La notion foucaldienne de savoir-pouvoir est au cœur de cette intrigue, comme note à l’écran William Binney, crypto-mathématicien et ancien de la NSA :

“Tous ces programmes exposés par Snowden sont des moyens d’obtenir l’information. Toute dictature à travers l’histoire a toujours fait ça : la première chose dont elles ont besoin est d’acquérir des connaissances sur leur population. C’est exactement ce que font ces programmes.

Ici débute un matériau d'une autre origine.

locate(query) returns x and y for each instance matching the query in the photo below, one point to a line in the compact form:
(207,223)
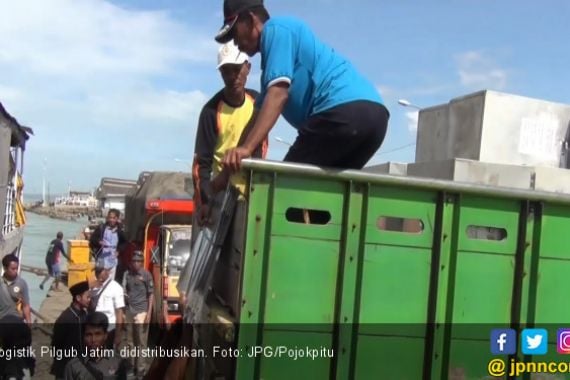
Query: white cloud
(82,38)
(477,71)
(412,119)
(92,78)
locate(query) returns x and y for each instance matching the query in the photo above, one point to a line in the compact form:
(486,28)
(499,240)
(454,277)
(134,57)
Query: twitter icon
(534,341)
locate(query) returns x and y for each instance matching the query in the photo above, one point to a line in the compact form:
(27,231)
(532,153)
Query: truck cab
(168,258)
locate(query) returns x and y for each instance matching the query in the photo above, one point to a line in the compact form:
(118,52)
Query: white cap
(229,53)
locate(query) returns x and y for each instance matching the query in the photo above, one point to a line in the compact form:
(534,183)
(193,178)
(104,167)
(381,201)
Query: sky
(112,88)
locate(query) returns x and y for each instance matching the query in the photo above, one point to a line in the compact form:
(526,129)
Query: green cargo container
(398,278)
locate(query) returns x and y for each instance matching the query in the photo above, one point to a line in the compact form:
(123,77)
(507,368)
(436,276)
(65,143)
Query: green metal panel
(481,279)
(351,258)
(394,285)
(553,267)
(312,194)
(301,282)
(484,269)
(400,203)
(385,357)
(258,223)
(302,278)
(488,212)
(442,276)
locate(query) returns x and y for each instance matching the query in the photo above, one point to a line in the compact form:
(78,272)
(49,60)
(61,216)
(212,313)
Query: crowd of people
(104,316)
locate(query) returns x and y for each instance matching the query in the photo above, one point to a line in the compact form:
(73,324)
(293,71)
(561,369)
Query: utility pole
(44,201)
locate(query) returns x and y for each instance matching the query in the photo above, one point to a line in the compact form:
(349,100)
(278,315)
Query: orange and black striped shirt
(220,127)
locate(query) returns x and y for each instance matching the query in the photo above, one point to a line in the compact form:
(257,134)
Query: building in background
(13,138)
(111,193)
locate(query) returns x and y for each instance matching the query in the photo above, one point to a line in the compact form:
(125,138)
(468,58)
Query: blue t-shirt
(319,77)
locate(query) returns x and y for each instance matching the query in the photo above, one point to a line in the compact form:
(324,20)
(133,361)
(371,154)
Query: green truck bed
(393,277)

Je vois cela comme la plus grande menace envers nos démocraties à travers le monde”.

Ainsi, ce documentaire apparaît comme un brillant exposé sur les nouvelles technologies du pouvoir, ce que la chercheuse Antoinette Rouvroy nomme sur Médiapart la “gouvernementalité algorithmique“.

Une leçon de désobéissance civile

Enfin, Citizenfour est surtout le récit du séisme médiatique provoqué par Snowden et savamment orchestré par Greenwald et Poitras. Il illustre l’acte de résistance de trois individus face à l’omnipotence d’un Etat prêt à tout pour faire taire ceux qui ébruitent ses secrets. Il traite de la désobéissance civile à l’heure où cette simple éventualité semble de plus en plus compromise.

Bien que le gouvernement assure que la loi sur le renseignement “n’a rien à voir avec les pratiques dévoilées par Edward Snowden”, Citizenfour doit urgemment être vu, entendu et débattu.